Edited by Azizi Powell
This post provides information about the South African university students' #FeesMustFall (fees must fall) protest movement. Five YouTube videos of #FeesMustFall protests are also included in this post.
The content of this post is presented for historical, cultural, and motivational purposes.
All copyrights remain with their owners.
Thanks to all those who are involved in peaceful protest in South Africa. Thanks to all who are featured in this post and thanks to all those who are quoted in this post. Thanks also to the publishers of these examples on YouTube.
INFORMATION ABOUT THE SOUTH AFRICAN FEES MUST FALL MOVEMENT
Excerpt #1 [Added May 1, 2017]
"#FeesMustFall is a student led protest movement that began in mid October 2015 in response to an increase in fees at South African universities.

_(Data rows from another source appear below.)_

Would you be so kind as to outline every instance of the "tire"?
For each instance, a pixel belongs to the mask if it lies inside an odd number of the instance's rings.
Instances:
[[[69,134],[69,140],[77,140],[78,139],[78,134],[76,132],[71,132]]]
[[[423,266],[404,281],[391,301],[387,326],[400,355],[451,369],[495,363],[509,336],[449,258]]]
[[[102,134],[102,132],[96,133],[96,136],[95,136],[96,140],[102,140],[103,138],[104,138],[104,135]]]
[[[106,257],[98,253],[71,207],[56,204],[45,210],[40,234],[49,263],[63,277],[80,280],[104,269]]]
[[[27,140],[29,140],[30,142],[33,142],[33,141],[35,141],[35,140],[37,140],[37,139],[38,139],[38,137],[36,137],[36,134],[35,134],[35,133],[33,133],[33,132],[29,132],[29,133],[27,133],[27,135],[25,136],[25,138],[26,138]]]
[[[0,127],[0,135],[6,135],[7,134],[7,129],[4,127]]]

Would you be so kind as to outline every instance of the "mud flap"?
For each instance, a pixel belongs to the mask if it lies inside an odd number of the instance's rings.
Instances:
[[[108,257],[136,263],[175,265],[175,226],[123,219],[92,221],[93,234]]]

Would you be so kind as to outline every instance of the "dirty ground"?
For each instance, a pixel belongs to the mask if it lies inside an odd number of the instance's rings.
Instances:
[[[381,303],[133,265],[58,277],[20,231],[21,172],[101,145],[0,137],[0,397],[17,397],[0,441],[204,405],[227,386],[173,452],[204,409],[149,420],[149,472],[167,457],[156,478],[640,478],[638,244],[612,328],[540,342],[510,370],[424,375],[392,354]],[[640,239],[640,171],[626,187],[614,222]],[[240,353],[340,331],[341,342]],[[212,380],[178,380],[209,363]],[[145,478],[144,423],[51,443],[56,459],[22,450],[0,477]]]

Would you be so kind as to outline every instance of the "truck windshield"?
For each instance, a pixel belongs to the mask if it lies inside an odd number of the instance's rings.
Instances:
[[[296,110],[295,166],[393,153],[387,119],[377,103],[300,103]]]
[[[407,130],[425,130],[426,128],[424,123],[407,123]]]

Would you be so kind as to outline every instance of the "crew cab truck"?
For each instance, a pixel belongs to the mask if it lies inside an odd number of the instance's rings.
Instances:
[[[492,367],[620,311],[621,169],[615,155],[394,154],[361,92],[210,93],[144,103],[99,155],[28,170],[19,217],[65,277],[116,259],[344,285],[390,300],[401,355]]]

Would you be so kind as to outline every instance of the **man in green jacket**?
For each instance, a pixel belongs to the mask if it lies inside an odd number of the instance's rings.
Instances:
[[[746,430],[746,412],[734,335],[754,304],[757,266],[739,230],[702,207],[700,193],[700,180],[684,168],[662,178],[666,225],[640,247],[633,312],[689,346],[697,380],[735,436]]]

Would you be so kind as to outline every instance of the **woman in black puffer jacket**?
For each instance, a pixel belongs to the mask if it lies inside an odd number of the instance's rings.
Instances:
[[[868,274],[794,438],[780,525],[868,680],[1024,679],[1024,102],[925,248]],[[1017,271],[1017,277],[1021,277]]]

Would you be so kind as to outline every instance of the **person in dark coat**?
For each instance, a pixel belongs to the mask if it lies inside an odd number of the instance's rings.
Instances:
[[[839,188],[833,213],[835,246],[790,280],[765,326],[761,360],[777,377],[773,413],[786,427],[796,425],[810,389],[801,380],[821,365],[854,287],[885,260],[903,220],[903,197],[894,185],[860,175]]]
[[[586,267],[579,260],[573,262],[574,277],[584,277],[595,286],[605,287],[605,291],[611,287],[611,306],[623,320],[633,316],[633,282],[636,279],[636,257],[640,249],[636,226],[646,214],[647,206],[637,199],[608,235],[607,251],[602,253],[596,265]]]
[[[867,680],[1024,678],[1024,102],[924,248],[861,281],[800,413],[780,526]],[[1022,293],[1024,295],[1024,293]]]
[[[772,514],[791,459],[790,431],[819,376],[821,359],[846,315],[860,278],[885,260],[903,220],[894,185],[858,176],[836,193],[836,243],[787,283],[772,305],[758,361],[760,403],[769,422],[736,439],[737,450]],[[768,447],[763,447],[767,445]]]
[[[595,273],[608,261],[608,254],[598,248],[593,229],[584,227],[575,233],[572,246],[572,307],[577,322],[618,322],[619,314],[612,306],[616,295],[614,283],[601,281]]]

Protests started at the University of Witwatersrand and spread to the University of Cape Town and Rhodes University before rapidly spreading to other universities across the country. The 2015 protest ended when it was announced by the South African government that there would be no tuition fee increases for 2016. The protest in 2016 began when the South African Minister of Higher Education announced that there would be fee increases capped at 8% for 2017; however, each institution was given the freedom to decide by how much their tuition would increase.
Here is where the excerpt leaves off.